Data silos constrain IT operations and AI ambitions
A report released by Ivanti last week points out that data silos are widening the gap between the reality and goals of IT teams. The survey shows that over half of technology professionals believe security and IT data are isolated within their organizations, leading to slow security responses, low IT efficiency, and hindering the effective use of AI tools.

Briefing at a Glance
- A report released last week by software company Ivanti shows that data silos are widening the gap between the reality and goals of IT teams. The company surveyed more than 1,200 IT and cybersecurity professionals.
- More than half of technology professionals said that security and IT data within their organizations are isolated from each other. The survey noted that data silos affect efficiency, collaboration, visibility, security, and the ability of organizations to execute broader strategies.

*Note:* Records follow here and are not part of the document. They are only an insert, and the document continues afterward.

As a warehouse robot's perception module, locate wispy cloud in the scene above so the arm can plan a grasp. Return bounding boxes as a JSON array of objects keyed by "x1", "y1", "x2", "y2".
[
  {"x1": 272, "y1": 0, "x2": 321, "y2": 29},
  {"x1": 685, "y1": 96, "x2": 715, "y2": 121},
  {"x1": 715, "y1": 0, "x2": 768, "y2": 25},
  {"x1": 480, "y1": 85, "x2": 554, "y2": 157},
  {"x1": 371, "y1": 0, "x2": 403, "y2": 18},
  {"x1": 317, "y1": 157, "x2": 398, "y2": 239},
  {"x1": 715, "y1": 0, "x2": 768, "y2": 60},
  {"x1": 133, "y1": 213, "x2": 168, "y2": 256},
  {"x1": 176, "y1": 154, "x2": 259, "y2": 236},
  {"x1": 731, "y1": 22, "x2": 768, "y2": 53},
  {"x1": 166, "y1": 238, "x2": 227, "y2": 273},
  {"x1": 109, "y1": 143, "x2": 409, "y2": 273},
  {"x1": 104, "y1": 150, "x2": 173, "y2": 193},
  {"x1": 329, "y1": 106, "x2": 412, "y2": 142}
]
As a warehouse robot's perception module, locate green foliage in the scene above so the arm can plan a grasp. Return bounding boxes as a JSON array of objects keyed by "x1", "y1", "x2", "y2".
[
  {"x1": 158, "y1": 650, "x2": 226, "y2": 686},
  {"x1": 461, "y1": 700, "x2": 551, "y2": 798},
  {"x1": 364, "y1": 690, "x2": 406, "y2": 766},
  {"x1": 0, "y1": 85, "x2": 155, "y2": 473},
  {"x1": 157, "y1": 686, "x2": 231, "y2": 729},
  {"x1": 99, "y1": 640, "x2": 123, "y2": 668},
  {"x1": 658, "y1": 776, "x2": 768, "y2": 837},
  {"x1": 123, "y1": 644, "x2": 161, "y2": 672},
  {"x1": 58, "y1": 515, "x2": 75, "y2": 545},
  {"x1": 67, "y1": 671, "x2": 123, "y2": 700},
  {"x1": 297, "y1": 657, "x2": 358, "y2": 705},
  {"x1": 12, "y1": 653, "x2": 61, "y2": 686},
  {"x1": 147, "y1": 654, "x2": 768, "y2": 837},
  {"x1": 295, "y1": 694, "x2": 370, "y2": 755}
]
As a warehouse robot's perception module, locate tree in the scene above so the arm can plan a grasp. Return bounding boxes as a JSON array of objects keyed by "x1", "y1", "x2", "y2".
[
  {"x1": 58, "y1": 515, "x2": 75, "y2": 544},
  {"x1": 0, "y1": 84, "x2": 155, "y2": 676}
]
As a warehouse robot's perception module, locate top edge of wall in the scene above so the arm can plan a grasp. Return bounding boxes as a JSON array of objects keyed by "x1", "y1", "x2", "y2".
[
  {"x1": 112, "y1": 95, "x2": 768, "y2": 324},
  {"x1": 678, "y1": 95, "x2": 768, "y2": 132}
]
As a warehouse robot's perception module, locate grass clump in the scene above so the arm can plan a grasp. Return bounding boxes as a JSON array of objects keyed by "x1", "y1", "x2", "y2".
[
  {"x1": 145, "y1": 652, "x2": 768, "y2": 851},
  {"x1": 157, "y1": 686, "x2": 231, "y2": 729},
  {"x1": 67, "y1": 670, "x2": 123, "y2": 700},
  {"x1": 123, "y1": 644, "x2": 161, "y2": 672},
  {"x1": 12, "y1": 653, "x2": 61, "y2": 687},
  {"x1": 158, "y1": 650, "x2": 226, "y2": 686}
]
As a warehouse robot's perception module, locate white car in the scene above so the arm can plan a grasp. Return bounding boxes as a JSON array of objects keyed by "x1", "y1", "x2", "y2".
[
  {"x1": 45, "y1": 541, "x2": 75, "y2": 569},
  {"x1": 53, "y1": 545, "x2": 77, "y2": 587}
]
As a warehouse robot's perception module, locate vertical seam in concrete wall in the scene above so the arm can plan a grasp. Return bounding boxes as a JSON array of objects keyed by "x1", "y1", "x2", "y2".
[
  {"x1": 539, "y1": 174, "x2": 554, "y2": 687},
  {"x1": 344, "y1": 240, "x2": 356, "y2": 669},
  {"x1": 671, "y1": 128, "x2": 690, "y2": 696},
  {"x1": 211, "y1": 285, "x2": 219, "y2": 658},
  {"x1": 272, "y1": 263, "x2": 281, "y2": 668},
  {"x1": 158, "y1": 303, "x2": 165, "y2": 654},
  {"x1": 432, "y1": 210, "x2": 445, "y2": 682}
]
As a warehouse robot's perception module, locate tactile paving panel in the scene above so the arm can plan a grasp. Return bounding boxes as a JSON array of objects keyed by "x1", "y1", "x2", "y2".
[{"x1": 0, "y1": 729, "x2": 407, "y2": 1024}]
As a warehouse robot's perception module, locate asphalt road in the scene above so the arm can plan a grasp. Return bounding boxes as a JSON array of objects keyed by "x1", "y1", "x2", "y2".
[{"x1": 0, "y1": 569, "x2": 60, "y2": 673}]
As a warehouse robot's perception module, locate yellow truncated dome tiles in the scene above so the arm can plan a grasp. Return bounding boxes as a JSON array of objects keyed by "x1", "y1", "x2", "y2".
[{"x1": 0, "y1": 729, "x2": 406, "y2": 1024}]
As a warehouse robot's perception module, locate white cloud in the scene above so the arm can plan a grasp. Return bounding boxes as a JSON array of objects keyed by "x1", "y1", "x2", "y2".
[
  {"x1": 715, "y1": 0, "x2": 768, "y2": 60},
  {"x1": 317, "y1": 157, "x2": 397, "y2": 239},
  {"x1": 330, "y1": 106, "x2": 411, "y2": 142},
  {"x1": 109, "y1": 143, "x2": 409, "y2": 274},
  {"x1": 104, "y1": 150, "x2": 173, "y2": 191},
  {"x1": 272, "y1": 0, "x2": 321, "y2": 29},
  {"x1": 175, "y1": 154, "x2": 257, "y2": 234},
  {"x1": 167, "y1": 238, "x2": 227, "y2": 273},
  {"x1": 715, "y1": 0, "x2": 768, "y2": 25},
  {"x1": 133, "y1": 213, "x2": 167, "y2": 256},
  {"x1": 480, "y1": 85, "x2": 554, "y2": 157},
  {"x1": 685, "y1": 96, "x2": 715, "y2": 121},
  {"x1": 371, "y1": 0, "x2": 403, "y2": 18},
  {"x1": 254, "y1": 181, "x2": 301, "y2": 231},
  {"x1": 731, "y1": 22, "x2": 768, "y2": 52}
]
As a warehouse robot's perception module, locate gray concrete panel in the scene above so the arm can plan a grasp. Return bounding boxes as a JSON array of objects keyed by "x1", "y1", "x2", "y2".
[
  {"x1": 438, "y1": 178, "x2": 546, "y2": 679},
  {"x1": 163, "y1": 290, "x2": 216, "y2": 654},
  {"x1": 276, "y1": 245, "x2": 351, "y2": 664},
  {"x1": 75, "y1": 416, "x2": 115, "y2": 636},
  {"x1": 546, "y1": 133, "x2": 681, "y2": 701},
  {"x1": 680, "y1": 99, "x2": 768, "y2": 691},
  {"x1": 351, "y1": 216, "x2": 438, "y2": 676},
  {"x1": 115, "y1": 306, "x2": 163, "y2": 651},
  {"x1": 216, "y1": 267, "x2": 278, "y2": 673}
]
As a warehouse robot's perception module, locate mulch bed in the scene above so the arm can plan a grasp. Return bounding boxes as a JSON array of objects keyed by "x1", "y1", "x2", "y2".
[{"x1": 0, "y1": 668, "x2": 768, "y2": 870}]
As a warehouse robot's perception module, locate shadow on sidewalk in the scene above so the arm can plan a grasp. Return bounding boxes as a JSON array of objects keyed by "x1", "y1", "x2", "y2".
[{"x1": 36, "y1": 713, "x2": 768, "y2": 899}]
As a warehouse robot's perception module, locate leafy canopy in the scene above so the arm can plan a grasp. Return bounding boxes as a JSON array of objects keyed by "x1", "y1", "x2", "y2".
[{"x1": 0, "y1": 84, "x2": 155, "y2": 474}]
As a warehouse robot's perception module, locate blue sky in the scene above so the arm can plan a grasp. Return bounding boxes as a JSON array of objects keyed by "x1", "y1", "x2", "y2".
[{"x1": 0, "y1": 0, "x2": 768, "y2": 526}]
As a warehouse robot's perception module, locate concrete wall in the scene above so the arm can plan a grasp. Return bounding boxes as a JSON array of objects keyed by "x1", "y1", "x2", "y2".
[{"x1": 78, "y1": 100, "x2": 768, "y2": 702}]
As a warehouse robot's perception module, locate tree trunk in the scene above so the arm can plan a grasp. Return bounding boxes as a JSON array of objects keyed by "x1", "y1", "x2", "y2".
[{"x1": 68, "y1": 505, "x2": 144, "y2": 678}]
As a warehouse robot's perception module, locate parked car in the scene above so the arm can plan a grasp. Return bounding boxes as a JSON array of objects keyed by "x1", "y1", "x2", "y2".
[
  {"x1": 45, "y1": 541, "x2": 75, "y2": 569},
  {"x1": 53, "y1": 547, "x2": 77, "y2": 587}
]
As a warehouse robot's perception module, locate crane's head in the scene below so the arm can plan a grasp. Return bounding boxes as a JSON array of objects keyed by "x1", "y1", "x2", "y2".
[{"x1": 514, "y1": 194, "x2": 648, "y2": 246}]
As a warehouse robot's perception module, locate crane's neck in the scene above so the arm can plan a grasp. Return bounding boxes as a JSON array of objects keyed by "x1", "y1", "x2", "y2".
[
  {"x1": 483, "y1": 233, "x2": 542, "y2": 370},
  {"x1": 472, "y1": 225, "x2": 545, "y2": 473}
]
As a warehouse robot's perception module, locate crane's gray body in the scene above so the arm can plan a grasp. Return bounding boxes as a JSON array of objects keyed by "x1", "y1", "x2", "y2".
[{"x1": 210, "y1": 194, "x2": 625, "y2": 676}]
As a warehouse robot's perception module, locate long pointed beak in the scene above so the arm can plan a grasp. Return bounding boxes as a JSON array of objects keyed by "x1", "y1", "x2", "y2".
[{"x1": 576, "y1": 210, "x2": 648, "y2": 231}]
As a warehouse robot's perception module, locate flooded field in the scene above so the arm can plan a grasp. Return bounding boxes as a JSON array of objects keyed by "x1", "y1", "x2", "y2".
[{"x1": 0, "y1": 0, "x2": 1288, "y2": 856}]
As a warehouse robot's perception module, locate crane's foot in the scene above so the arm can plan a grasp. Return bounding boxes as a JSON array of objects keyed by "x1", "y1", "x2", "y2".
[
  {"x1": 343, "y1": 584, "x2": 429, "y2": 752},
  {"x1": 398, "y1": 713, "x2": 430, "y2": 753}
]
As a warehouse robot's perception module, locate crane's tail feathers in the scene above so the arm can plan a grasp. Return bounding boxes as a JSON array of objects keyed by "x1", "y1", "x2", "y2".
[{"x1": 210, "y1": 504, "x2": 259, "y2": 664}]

- Data blocking hinders various functions within enterprises. More than three-fifths of respondents attributed slow security responses to data silos, and two-fifths reported IT inefficiency. Nearly 30% of IT professionals said data deficiencies prevent them from effectively using AI tools.
Deep Insights
In the pursuit of efficiency, the data puzzle has become an obstacle on the path forward for enterprises. Additionally, those focusing on AI projects face a stronger sense of urgency in strengthening practices and establishing governance.
"Data ownership is often a hot potato topic, but in the AI era, it has become unavoidable," said Stijn Christiaens, co-founder and chief data citizen at Collibra. According to a report by SoftServe earlier this year, nearly two-thirds of decision-makers said that no one in their organization truly understands data collection or access.
Analysts told CIO Dive that organizations need a comprehensive data strategy, requiring leaders to think deeply about data governance, quality, performance, lineage, and diversity. Without a solid foundation, enterprises may overlook a key differentiator in their overall AI efforts.
Even as pressure to push AI projects into production increases, most enterprise data strategies remain insufficient at present.
"The data investment required for generative AI is by no means trivial," said Rita Sallam, distinguished vice president analyst at Gartner, during a webinar in March.
Amid economic uncertainty, enterprises need to weigh how to prioritize projects and investments while shifting attention to cost-saving measures and building flexibility into plans. According to the Ivanti survey, optimizing IT costs is the top strategic priority for more than two-fifths of IT professionals this year.
Christiaens said that enterprises may fall into a common trap of pitting innovation against governance, especially when facing potential tariffs and other volatility pressures.
"This is a false dichotomy," Christiaens said. "Without ownership and accountability, innovation is impossible."